The following week, Scott Wheeler, the city’s Director of Public Services, and his crews will manage the plantings on the Cliff Walk behind McCauley Hall and The Breakers on Oct. 25. Then, a public planting of 26,000 bulbs is planned for Nov. 2 by the Rhode Island Bridge and Turnpike Authority. Prospective planters are asked to meet in the grassy median off Farewell Street and wear gloves and sturdy gardening shoes. An exact location with a Google link is on daffodillion.com.

Councilors Kate Leonard and Naomi Neville, with Wheeler’s assistance, are coordinating the plantings at Rogers High School and the Pell School. To volunteer, visit the website.

About Planting Daffodil Bulbs

During the summer months, daffodils are dormant and they need the winter cold to break them out of the dormancy. In New England, the best time to plant daffodil bulbs is in September and October. This gives the bulbs enough opportunity to get their roots established in the soil before the cold winter freeze sets in.

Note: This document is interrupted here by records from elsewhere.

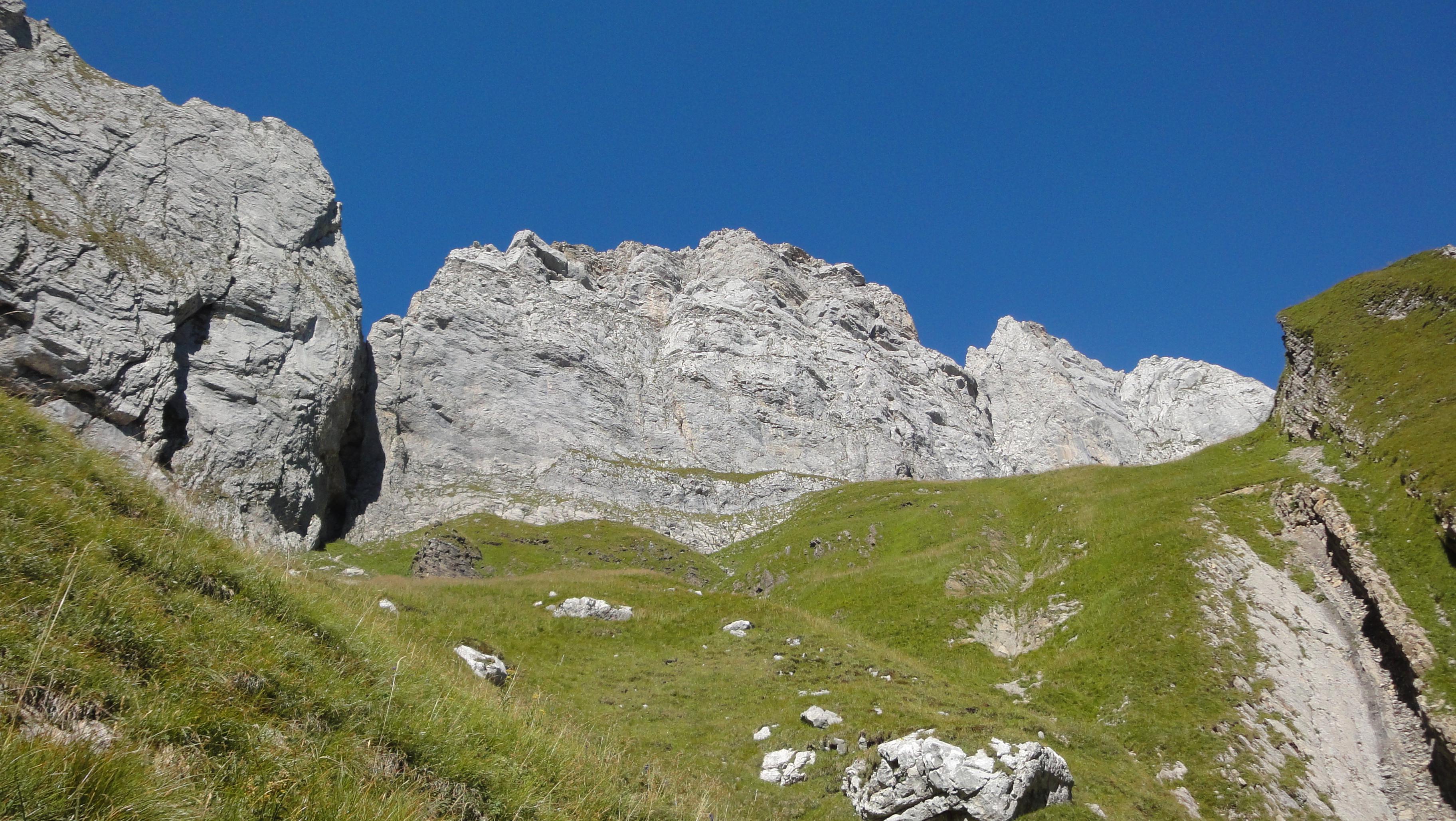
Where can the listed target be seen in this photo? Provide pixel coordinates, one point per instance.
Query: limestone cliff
(174, 284)
(1053, 407)
(701, 391)
(695, 392)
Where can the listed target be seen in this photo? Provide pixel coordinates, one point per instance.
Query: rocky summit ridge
(175, 287)
(701, 391)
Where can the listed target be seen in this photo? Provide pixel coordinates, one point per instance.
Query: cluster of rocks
(921, 778)
(445, 558)
(587, 607)
(785, 767)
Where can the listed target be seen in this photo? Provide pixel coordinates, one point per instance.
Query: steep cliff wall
(1053, 407)
(699, 392)
(174, 284)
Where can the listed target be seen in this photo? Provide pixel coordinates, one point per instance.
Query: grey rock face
(922, 778)
(1053, 407)
(445, 559)
(696, 392)
(175, 287)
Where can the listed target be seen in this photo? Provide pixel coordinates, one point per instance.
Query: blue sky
(1142, 178)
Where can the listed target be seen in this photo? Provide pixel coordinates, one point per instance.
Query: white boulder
(922, 778)
(483, 664)
(587, 607)
(820, 718)
(785, 767)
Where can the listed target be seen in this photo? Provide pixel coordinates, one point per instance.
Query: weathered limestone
(587, 607)
(445, 558)
(177, 290)
(820, 718)
(483, 664)
(1053, 407)
(699, 392)
(921, 778)
(785, 767)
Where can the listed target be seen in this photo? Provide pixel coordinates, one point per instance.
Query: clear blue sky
(1143, 178)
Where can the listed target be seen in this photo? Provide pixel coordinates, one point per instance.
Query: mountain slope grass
(153, 670)
(1390, 340)
(874, 593)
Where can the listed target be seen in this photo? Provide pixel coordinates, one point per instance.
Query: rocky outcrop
(1053, 407)
(1315, 516)
(820, 718)
(699, 392)
(785, 767)
(589, 607)
(445, 558)
(922, 778)
(485, 666)
(174, 286)
(686, 391)
(1308, 395)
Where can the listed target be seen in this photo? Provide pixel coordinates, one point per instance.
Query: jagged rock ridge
(1053, 407)
(175, 287)
(699, 392)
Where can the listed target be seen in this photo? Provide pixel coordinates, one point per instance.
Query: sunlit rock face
(695, 391)
(1053, 407)
(701, 391)
(175, 287)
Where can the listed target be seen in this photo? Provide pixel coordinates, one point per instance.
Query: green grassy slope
(1129, 685)
(513, 549)
(1388, 341)
(235, 689)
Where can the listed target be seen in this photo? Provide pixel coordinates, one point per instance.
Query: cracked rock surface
(1053, 407)
(174, 286)
(701, 391)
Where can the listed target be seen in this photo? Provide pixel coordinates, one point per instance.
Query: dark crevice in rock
(188, 338)
(324, 229)
(362, 453)
(1394, 658)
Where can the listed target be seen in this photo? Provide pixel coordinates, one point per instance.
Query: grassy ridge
(1390, 340)
(232, 689)
(1390, 337)
(1129, 686)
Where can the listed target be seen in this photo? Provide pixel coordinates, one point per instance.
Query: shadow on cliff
(362, 455)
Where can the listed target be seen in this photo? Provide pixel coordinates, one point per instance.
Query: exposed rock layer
(699, 392)
(1053, 407)
(1406, 651)
(175, 287)
(921, 778)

Prepare a site that is sunny with well-drained soil. They do well in most soil types, but the earth under the bulb should be loosened to encourage root development. Hillsides and raised beds are best, with drainage being key.

The hole should be dug to a depth that is roughly three to four times the circumference of the bulb, or four to eight inches. Calculate the depth from the top of the bulb when it is placed, not from the bottom of the hole. Be sure to plant the bulb with the pointed end up, round base side down, then cover with soil, firmly pressing the soil around the base. The idea is to firmly and totally encase the bulb in soil and prevent any air pockets from forming that might cause the roots to dry out.

Once the bulb is entirely covered, water generously to eradicate air pockets and add mulch on top if desired. The mulch will protect the bulb as it winters over. It will also decompose and feed the soil. Daffodil bulbs require a lot of water in the fall.

The bulbs ideally should be planted about three-six inches apart. But, depending on the effect you wish to create, they can be planted in clusters for a bou- quet-type look, or, in a single row or multiple rows for a more formal appearance. If you plant them in a row, it is easier to dig one long trench and set the bulbs inside about six inches apart and cover them all at once.

Daffodils make an ideal border for your garden and are very attractive around the base of a tree. Bulbs can also be planted in bare spots here and there to fill out the garden.

According to the American Daffodil Society, you should leave daffodils in the ground for no more than five years. As the daffodils come back every spring, they will naturally spread and new seedlings will sprout and eventually take over the garden. After about five years, the bulbs should be dug up and divided to keep the daffodil population under control. If blooming does not happen one season, it would be best to move them to a new location. The Society also advises that after blooming, never cut the foliage until it begins to yellow, usually in late May or June.

Enhance the soil according to the type in your garden, striving to achieve a slightly acidic soil. Add compost or planting mix to clay soil. Add sulfur to alkaline soil. Finish planting by adding a fertilizer; 5-10-5 (nitrogen-phosphoruspotassium) is a good choice. Add an additional fertilizer, 0-0-50 or 0-10-10, when the plant blooms. Water the plant thoroughly. Maintain a strict watering regimen for at least the first three weeks after the plant blooms.